Target: Gold Sales Table (Delta)
| order_id | price | status |
| 1001 | 50.00 | SHIPPED |
Target: Rejected_Records (Delta)
| order_id | rejection_reason | rejection_ts |
| 1002 | INVALID_PRICE | 2026-01-27 |
| 1001 | DUPLICATE | 2026-01-27 |
# Write Clean Data
df_clean.write.format("delta").mode("append").saveAsTable("gold.sales")

# Write Quarantine Data
df_quarantine.write.format("delta").mode("append").saveAsTable("audit.quarantine_logs")

# Log KPI for Monitoring
print(f"Ingested {df_clean.count()} records. Quarantined {df_quarantine.count()} records.")
    
Q: Why use a UDF instead of standard Spark SQL functions for validation? While Spark SQL functions are faster (vectorized), UDFs allow for highly complex, multi-column business logic that is easier to maintain and test when validation rules involve 10+ edge cases or external library checks.

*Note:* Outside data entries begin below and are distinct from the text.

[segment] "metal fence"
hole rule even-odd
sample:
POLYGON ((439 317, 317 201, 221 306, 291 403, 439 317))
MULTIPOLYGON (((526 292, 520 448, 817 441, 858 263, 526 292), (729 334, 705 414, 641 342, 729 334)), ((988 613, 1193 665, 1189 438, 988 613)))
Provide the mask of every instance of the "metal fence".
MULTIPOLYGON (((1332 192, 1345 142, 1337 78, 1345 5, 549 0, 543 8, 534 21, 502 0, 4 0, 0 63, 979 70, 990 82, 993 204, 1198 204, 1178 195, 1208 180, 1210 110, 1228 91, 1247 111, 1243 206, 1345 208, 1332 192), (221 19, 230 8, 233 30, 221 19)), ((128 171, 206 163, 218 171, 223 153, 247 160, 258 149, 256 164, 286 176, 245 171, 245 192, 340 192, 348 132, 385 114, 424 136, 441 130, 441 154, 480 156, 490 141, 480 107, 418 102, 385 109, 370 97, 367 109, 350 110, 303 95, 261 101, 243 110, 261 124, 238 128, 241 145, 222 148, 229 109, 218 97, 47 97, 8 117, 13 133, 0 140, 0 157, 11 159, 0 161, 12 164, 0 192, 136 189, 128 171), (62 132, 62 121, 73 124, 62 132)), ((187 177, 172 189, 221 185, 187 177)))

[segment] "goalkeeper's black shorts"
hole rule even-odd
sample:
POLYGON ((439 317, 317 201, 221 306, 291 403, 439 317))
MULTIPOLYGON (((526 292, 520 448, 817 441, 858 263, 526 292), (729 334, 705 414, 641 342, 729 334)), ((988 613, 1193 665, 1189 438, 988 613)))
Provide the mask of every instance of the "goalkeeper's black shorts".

Q: How do you handle the performance bottleneck of UDFs? Try to use Pandas UDFs (Vectorized UDFs) if the logic is mathematical. Alternatively, perform "pre-filtering" using native Spark functions to reduce the number of rows the UDF has to process.
Q: What is the benefit of the Quarantine Pattern over just dropping bad rows? Dropping rows leads to Data Loss. If a vendor sends a file where 50% of the data is bad, the Quarantine table allows you to prove it to them, fix the root cause, and re-process those specific rows later.